Les affaires de Ramgoolam en cour sont “subjudice”. Mais pour le moment, il n’a pas connu de condamnation, contrairement à Pravind Jugnauth. Donc, laissons les choses légales suivent leurs cours.
Quelle est votre opinion du leadership du PTr qui semble diviser l’establishment du parti ?
Il y a beaucoup de propagandes du côté des adversaires politiques pour empêcher le PTr de reconquérir le terrain politique. Le PTr est un parti durable. Je reste confiant que l’échiquier politique évoluera rapidement cette année. La question de leadership politique s’applique à tous les partis. Navin Ramgoolam, selon moi, est victime d’un acharnement pour des raisons évidentes. La priorité politique est de faire partir au plus vite ce gouvernement pourri.

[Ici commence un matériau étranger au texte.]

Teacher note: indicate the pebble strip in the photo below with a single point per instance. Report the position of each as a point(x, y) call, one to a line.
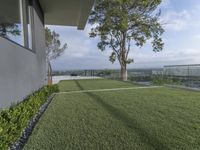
point(28, 130)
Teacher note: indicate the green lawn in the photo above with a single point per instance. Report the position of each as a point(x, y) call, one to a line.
point(159, 118)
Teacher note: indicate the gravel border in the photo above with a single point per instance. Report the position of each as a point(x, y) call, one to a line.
point(28, 130)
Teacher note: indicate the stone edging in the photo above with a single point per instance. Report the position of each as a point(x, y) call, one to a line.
point(28, 130)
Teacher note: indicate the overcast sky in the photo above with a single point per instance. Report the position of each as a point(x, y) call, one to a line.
point(181, 37)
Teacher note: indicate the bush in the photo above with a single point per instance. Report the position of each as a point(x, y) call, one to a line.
point(14, 120)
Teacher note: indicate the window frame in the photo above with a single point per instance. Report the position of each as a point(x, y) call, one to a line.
point(26, 14)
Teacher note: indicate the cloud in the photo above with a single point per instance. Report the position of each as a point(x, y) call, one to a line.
point(166, 57)
point(176, 20)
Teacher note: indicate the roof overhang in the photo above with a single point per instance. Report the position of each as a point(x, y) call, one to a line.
point(66, 12)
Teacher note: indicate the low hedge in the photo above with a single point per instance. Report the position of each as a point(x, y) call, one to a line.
point(13, 121)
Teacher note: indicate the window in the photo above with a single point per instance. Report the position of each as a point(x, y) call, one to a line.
point(10, 21)
point(16, 22)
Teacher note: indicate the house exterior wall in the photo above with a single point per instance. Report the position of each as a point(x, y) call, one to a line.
point(22, 71)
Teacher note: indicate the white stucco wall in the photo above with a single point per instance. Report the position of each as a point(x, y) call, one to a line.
point(21, 71)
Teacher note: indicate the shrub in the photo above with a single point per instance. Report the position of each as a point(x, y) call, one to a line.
point(14, 120)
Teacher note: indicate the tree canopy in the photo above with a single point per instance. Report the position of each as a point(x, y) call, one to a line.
point(120, 24)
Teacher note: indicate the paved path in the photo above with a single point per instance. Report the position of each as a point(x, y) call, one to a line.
point(57, 79)
point(107, 90)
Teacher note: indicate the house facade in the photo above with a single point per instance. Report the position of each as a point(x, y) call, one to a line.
point(22, 42)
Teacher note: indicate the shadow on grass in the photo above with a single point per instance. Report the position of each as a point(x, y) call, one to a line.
point(128, 122)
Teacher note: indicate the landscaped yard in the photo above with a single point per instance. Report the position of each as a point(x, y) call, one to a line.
point(155, 118)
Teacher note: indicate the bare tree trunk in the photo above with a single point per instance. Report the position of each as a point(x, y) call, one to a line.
point(123, 73)
point(49, 73)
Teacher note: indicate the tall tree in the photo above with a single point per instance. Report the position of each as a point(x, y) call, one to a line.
point(120, 24)
point(53, 49)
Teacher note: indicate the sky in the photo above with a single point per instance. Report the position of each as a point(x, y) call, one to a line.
point(181, 38)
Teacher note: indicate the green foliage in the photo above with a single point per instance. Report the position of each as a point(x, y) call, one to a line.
point(121, 23)
point(14, 120)
point(53, 44)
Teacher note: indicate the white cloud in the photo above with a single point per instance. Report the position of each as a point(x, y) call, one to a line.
point(176, 20)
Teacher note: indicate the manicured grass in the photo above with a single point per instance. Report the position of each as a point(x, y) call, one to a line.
point(141, 119)
point(92, 84)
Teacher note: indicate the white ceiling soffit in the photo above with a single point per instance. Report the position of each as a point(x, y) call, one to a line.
point(67, 12)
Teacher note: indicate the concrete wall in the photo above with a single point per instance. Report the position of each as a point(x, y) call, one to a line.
point(22, 71)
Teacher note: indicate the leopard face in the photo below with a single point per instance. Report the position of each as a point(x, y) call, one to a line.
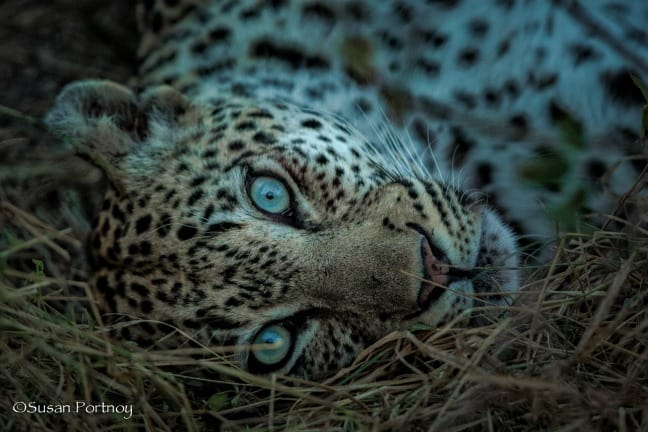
point(240, 222)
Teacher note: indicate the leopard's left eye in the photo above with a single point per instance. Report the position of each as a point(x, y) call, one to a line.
point(269, 195)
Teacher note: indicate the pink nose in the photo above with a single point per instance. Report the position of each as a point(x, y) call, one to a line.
point(434, 275)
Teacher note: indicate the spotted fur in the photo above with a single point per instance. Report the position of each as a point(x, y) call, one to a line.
point(377, 117)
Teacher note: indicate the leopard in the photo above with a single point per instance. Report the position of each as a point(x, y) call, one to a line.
point(299, 178)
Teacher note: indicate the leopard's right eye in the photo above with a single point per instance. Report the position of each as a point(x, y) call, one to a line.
point(272, 347)
point(270, 195)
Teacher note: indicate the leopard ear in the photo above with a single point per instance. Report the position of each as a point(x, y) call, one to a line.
point(108, 123)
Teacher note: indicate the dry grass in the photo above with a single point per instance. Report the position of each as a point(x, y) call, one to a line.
point(571, 355)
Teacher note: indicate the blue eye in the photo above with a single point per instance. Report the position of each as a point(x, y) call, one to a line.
point(279, 337)
point(270, 195)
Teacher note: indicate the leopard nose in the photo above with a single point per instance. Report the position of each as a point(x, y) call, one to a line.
point(435, 277)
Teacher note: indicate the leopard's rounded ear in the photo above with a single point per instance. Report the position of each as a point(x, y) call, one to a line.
point(107, 122)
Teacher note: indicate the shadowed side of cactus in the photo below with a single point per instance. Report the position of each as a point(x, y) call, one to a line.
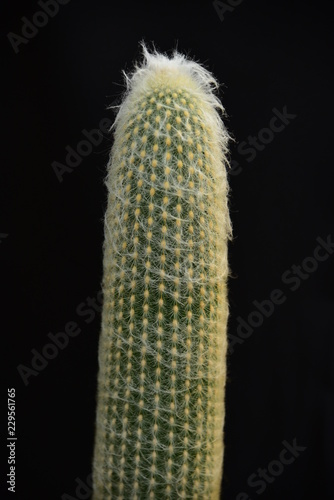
point(162, 350)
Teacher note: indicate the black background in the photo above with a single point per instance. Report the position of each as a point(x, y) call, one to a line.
point(280, 379)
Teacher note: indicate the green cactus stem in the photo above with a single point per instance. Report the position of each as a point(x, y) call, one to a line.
point(162, 349)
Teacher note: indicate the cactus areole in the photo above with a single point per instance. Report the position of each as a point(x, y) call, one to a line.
point(162, 349)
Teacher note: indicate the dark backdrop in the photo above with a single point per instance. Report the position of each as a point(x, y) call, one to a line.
point(274, 59)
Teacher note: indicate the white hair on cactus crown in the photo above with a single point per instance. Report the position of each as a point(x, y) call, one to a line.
point(177, 70)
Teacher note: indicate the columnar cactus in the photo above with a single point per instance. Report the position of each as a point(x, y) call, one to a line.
point(162, 364)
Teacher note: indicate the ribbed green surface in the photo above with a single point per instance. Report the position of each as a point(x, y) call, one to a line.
point(163, 342)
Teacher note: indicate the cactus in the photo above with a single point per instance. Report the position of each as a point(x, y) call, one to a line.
point(162, 349)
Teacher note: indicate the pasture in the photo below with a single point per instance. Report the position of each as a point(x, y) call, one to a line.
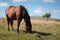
point(41, 30)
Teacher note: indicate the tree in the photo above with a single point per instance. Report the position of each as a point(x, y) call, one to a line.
point(47, 16)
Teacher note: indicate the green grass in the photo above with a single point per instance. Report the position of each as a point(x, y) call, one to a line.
point(41, 31)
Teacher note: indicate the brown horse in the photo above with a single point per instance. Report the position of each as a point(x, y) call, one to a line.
point(18, 13)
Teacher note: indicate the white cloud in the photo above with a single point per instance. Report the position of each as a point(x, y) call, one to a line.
point(55, 11)
point(19, 0)
point(38, 10)
point(3, 4)
point(49, 1)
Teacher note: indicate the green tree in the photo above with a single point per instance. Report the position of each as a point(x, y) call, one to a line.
point(47, 16)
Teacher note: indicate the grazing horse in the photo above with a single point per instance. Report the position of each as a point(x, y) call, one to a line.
point(18, 13)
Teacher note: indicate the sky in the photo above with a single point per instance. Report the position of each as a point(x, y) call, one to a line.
point(34, 7)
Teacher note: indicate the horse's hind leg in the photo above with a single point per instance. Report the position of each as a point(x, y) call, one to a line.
point(11, 22)
point(28, 24)
point(8, 24)
point(18, 24)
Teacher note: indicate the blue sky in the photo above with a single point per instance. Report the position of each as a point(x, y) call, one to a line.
point(34, 7)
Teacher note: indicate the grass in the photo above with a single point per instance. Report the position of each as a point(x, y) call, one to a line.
point(41, 30)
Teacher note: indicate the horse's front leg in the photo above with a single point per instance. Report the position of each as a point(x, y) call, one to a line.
point(8, 25)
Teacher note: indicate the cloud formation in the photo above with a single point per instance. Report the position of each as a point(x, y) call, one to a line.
point(49, 1)
point(38, 10)
point(19, 0)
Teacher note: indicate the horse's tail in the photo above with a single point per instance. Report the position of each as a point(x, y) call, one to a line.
point(26, 18)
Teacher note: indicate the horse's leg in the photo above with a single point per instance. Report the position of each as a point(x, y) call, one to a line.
point(18, 24)
point(28, 23)
point(11, 22)
point(8, 24)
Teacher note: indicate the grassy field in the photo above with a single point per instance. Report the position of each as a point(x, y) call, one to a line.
point(41, 30)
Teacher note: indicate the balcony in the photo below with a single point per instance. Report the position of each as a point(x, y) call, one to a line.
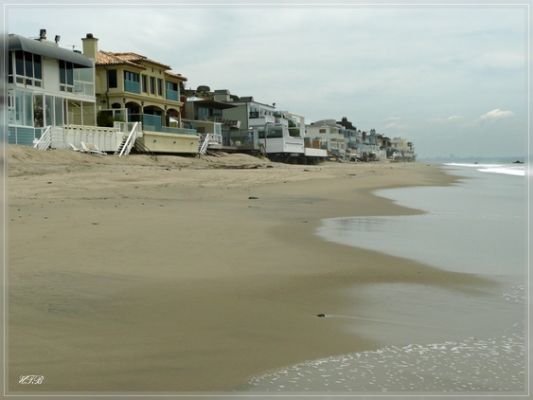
point(153, 123)
point(132, 86)
point(172, 95)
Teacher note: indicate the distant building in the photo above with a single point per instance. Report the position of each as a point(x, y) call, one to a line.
point(330, 136)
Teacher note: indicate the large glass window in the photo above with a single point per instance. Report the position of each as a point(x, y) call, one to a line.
point(28, 62)
point(172, 92)
point(152, 85)
point(19, 108)
point(275, 132)
point(38, 111)
point(132, 82)
point(28, 109)
point(144, 83)
point(27, 69)
point(19, 63)
point(112, 78)
point(58, 104)
point(84, 81)
point(49, 111)
point(10, 67)
point(66, 76)
point(37, 68)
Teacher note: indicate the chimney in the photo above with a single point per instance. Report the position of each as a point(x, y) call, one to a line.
point(90, 46)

Osman Mahomed est-il prêt pour un renouvellement de mandat au No 2 à Port-Louis ?
La politique est pour moi une université. Je me suis impliqué à plein-temps dans ma circonscription et au Parlement. J’ai essayé d’être au service de mon électorat qui m’a soutenu malgré la victoire de Lalyans Lepep en 2014. J’espère que mes mandants prendront cela en considération.